Hier bringen sie den Auto-Zündler von Gorbitz ins Gefängnis

Stevan V. (30) wird von einem Beamten abgeführt.
Stevan V. (30) wird von einem Beamten abgeführt.

Von Anneke Müller

Dresden - Der Zündler (30) von Gorbitz sitzt im Knast. Am Dienstagmorgen wurde er dem Haftrichter vorgeführt. Sein ganzes „Feuerregister“ scheint indes noch nicht nachgewiesen. Die Ermittlungen laufen auf Hochtouren.

Das „Super-Feuerwerk“, das in der Nacht zum Montag an 14 Autos loderte, war nicht der Grund für die Einfahrt von Stevan V. in die JVA am Hammerweg.

Nachgewiesen wurden ihm lediglich drei brennende Autos am Kresseweg, die er in der vergangenen Woche angesteckt hatte.

Ebenso ein Kellerbrand vom August 2014 in dem Plattenbau, in dem er selbst lebt, sowie ein angesteckter VW Golf, ein brennender Kinderwagen und ein angezündeter Autoanhänger auf der Ebereschenstraße vom Februar 2015.

Gehen die Brände In der Nacht zu Montag auch auf das Konto von Stevan V.?
Gehen die Brände In der Nacht zu Montag auch auf das Konto von Stevan V.?

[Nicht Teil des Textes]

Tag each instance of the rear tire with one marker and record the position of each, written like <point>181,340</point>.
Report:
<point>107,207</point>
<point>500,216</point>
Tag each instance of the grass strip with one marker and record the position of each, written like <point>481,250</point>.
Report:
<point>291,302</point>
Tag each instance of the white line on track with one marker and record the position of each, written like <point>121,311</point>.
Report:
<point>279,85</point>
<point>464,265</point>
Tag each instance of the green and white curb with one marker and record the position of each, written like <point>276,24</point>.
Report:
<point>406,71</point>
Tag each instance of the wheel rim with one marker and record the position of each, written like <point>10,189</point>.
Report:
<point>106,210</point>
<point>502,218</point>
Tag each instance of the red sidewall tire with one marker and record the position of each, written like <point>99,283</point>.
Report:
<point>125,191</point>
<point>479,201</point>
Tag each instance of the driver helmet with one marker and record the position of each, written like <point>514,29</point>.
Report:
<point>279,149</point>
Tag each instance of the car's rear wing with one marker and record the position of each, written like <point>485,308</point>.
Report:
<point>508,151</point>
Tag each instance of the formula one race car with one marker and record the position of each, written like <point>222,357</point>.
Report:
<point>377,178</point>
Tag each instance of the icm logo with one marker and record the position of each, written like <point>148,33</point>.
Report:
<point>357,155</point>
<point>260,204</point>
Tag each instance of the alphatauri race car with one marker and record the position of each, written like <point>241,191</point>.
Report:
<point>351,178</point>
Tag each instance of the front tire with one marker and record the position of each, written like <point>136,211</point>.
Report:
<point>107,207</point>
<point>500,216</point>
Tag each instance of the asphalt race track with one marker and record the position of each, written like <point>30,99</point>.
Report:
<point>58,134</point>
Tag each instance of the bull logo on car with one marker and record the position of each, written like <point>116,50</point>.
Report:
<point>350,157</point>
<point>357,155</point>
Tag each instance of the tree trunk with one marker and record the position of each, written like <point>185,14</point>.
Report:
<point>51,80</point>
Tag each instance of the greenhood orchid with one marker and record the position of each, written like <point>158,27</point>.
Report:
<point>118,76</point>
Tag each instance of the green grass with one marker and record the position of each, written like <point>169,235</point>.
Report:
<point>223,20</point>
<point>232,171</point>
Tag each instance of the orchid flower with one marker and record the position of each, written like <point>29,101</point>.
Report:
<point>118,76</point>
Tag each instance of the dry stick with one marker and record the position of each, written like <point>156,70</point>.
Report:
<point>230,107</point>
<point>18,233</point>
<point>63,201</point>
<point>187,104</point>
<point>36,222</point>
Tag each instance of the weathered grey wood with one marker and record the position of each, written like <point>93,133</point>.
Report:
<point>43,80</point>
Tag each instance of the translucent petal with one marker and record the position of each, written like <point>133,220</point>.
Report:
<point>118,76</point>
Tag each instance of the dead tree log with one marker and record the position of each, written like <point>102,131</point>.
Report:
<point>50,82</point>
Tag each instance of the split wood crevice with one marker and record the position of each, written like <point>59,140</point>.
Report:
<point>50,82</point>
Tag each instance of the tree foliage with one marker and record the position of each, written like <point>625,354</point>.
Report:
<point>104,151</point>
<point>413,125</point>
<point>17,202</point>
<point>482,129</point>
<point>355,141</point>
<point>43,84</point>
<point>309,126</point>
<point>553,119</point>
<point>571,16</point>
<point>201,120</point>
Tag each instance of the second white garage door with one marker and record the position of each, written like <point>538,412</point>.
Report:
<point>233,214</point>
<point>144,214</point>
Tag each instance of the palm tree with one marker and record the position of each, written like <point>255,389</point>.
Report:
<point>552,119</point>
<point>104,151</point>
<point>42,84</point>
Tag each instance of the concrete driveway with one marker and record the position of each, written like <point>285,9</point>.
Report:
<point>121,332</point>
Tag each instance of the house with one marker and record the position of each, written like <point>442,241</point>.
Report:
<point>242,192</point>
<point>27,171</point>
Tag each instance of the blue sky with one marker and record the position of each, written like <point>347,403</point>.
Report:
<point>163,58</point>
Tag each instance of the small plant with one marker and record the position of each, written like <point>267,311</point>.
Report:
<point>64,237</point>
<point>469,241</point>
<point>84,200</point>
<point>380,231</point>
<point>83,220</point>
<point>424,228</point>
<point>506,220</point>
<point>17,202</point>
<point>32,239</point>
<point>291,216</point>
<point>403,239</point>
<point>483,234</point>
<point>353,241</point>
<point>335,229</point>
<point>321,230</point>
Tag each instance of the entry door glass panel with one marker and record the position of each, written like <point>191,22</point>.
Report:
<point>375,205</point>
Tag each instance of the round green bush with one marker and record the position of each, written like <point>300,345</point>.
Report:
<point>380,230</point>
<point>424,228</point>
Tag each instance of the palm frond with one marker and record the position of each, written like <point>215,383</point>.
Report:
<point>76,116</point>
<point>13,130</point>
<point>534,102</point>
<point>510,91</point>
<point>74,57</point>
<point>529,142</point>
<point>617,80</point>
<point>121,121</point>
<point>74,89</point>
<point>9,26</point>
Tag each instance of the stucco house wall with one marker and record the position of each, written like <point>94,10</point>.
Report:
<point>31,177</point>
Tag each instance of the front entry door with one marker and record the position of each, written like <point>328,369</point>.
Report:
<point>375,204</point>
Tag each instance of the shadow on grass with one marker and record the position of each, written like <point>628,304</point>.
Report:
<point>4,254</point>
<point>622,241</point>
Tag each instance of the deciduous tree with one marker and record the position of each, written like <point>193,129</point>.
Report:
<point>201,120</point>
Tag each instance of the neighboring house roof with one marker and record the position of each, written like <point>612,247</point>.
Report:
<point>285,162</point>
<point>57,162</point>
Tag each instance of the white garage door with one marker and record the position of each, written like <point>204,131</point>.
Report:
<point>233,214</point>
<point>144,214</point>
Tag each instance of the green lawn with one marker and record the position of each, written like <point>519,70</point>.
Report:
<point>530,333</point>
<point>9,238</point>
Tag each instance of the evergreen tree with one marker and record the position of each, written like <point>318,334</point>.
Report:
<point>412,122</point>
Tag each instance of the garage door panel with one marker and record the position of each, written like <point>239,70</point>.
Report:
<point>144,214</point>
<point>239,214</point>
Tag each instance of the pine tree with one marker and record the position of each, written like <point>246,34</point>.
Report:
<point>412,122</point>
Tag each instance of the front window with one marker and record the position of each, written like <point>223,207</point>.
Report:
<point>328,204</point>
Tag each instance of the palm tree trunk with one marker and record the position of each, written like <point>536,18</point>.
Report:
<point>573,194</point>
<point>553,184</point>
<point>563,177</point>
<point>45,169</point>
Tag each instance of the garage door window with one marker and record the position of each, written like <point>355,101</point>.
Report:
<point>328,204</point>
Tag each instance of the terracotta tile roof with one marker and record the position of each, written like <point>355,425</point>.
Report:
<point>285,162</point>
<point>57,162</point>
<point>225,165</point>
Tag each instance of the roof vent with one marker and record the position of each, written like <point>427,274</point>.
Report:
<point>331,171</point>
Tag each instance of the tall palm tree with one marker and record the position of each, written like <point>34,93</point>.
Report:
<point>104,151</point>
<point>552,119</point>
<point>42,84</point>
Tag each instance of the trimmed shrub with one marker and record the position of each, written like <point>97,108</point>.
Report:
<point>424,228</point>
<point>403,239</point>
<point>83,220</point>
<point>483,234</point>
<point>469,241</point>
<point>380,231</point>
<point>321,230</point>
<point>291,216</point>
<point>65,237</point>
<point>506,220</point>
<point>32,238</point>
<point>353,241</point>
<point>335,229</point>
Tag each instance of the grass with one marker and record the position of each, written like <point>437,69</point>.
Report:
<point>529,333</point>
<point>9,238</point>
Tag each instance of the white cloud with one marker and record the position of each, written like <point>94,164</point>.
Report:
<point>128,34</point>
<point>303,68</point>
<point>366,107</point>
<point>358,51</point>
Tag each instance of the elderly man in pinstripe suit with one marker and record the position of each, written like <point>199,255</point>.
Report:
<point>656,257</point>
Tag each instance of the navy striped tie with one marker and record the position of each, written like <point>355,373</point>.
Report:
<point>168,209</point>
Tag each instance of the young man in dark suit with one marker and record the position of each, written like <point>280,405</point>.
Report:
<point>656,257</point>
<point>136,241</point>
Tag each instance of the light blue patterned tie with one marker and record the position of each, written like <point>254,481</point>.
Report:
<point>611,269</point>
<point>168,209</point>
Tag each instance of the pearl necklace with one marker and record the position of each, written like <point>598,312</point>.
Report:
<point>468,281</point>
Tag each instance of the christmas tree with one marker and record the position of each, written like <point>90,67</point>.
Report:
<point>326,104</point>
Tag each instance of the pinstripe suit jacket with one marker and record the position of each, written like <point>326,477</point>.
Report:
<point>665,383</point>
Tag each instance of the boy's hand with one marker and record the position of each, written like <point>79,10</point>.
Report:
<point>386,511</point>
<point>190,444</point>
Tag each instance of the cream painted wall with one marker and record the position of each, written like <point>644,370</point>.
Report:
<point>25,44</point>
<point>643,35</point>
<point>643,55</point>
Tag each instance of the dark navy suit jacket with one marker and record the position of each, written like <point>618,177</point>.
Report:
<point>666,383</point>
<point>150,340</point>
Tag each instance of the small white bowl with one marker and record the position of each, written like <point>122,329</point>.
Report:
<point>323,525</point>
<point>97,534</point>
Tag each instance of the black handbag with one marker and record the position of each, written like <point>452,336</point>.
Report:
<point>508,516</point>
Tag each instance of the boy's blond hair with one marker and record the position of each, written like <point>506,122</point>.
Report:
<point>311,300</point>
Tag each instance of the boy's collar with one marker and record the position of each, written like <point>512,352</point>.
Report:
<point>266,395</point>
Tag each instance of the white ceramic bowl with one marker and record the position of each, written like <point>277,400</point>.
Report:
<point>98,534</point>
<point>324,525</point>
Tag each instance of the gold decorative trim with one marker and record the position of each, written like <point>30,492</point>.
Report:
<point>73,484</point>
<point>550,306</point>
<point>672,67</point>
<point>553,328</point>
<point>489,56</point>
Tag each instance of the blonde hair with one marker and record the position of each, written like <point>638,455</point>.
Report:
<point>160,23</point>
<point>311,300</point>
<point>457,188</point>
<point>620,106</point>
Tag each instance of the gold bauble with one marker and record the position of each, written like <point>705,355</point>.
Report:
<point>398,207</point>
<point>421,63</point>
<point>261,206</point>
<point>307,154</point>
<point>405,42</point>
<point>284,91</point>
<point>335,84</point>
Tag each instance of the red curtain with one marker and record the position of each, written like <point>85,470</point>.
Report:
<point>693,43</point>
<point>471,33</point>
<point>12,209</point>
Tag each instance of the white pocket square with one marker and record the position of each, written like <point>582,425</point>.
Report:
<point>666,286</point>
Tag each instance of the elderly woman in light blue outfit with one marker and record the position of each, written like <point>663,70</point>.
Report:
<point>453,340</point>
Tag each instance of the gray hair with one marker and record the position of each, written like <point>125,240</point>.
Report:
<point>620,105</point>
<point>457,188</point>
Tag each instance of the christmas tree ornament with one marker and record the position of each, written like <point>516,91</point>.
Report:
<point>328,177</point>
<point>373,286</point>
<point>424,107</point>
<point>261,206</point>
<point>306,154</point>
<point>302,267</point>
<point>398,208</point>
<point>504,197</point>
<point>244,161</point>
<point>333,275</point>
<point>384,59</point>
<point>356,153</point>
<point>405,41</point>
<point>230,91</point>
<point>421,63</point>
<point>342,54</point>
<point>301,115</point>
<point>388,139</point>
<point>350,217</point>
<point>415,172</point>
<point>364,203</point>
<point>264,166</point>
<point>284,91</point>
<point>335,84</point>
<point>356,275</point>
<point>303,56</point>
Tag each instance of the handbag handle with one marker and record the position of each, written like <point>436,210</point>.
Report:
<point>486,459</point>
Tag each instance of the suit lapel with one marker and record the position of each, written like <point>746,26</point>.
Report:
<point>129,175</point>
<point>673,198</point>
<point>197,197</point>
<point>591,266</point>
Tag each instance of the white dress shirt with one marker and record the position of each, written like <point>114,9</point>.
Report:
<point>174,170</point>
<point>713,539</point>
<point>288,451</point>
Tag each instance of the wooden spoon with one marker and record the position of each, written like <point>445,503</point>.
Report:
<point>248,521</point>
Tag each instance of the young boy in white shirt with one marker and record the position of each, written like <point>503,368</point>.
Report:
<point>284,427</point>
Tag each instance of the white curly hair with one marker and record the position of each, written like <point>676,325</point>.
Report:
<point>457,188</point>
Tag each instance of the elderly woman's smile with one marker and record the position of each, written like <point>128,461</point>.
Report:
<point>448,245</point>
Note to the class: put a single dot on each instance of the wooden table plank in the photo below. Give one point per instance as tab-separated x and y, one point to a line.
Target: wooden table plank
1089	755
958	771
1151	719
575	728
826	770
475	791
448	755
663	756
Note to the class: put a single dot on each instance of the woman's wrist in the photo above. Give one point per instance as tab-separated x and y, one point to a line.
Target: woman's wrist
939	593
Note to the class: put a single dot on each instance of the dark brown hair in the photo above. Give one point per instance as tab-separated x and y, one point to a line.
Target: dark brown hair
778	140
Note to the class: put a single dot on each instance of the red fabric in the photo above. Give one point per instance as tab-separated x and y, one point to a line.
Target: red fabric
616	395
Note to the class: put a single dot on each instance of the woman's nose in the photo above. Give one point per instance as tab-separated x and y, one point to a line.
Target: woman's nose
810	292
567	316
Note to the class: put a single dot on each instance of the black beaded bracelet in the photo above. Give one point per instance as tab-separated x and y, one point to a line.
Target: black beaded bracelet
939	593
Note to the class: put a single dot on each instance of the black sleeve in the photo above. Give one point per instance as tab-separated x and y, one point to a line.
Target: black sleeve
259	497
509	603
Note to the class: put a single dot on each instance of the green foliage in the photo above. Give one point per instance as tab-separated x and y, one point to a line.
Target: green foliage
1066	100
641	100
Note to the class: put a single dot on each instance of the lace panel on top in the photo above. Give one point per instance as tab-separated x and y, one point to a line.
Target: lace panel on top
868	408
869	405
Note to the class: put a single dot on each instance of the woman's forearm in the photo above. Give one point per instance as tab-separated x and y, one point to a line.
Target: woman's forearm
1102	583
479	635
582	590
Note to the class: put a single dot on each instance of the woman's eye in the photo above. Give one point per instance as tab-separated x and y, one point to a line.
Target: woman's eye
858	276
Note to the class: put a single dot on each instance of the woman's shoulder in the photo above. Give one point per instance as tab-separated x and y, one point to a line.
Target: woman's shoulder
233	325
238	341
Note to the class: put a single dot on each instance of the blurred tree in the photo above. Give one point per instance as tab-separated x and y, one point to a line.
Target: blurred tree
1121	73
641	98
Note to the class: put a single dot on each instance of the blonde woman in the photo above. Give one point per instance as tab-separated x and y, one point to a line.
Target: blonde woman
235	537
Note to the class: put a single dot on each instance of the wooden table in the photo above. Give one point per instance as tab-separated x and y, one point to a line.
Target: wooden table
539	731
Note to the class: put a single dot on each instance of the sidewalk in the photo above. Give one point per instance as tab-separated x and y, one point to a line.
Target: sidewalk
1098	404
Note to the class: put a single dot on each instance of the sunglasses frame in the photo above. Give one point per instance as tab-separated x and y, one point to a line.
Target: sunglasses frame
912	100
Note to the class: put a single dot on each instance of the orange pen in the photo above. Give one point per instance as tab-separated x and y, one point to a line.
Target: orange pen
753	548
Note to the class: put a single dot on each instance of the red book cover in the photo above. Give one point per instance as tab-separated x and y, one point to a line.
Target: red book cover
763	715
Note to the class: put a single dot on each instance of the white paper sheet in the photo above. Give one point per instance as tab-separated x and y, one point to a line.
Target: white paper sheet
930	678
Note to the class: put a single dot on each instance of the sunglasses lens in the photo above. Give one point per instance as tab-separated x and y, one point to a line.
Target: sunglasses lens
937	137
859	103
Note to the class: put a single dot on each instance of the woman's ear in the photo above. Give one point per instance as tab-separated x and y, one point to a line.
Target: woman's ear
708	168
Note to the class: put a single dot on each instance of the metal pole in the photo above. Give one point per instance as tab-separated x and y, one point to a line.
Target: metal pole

„Dafür lagen Beweise vor“, so Oberstaatsanwalt Lorenz Haase (55). Zugegeben hatte Stevan V. vor Gericht nichts.

„Er ließ sich auf nichts ein“, so Haase. Die Ermittlungen laufen weiter. Denn es stehen noch einige ungeklärte Brände aus.

So außer dem Superbrand von dieser Woche auch weitere Autobrände am Omsewitzer Ring und am Kresseweg.

Geschnappt hatte die Polizei Stevan V. in der Nacht zum Montag in der Nähe der Tatorte.

Unbekannt ist der Zündler nicht: Schon 2005 und 2008 war er wegen verschiedener Brandstiftungen in Kellern und Hausfluren verurteilt worden.